Is there any interest in such a section here? I think it would be a great resource for beginners or others just returning to the hobby.


----------



## mikewint (Nov 22, 2016)

The only difficulty I foresee is knowing what you or anyone else would consider "unique". Something I use commonly might be a unique "tool" to you or someone else. Some of the "new tools" I've added to my arsenal I saw in a picture posted by the modeler. Kinda a WOW what's that dohicky!!


----------



## Robert Porter (Nov 22, 2016)

mikewint said:


> The only difficulty I foresee is knowing what you or anyone else would consider "unique". Something I use commonly might be a unique "tool" to you or someone else. Some of the "new tools" I've added to my arsenal I saw in a picture posted by the modeler. Kinda a WOW what's that dohicky!!

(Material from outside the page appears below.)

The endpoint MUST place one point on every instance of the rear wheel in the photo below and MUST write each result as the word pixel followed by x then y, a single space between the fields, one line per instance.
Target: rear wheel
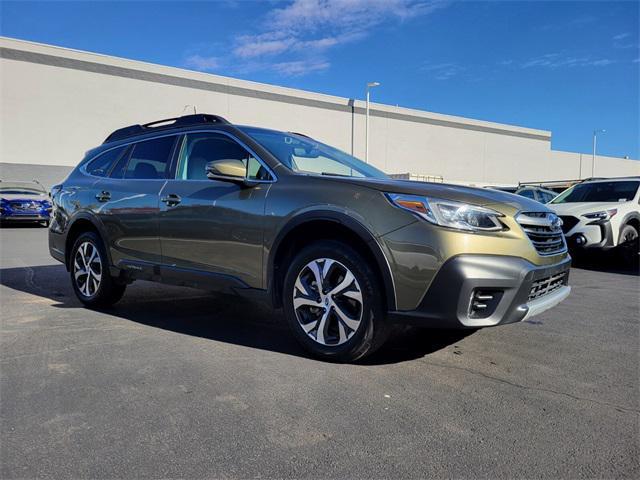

Exactly, thats why a section dedicated to tools and their uses would be great. Half my tool collection originated in the same fashion. Saw someone using something and said wow! That would be handy!


----------



## Crimea_River (Nov 22, 2016)

Don't really see the need for another section.

Reactions: Like Like:
1 | Like List reactions


----------



## Robert Porter (Nov 22, 2016)

Probably not, my thought was to break it out on its own just because it could be/is such a large topic. But if you don't think it worth doing then I would not pursue it. I have only been on here a few weeks, I think your experience here might be just a tad longer.


----------



## Crimea_River (Nov 22, 2016)

It doesn't stop you from starting a thread Robert.

Reactions: Like Like:
1 | Like List reactions


----------



## Wurger (Nov 23, 2016)

Also I would like to remind that we don't allow to trade here in any way. So.. please follow the rule.


----------



## Robert Porter (Nov 23, 2016)

Wurger said:


> Also I would like to remind that we don't allow to trade here in any way. So.. please follow the rule.


That is a policy I can be wholeheartedly behind! I leave forums once they become commercial advertising boards. It is not even a slippery slope kind of thing, it is a straight power dive into zero content and 100% advertising disguised as content. I am very glad that rule is in place.


----------



## Wurger (Nov 23, 2016)




----------



## Robert Porter (Jan 12, 2017)

There is a constant need for airbrush users to seal threads especially around the nozzle. It can be accomplished with new teflon o-rings of the right size, or commonly beeswax is used, even teflon thread paste all of which is reasonably cheaply acquired. After an email exchange with Iwata about a persistant leak I had in my Neo CN I tried good old Chapstick lip balm. 

Worked perfectly! Nary a bubble in sight.


----------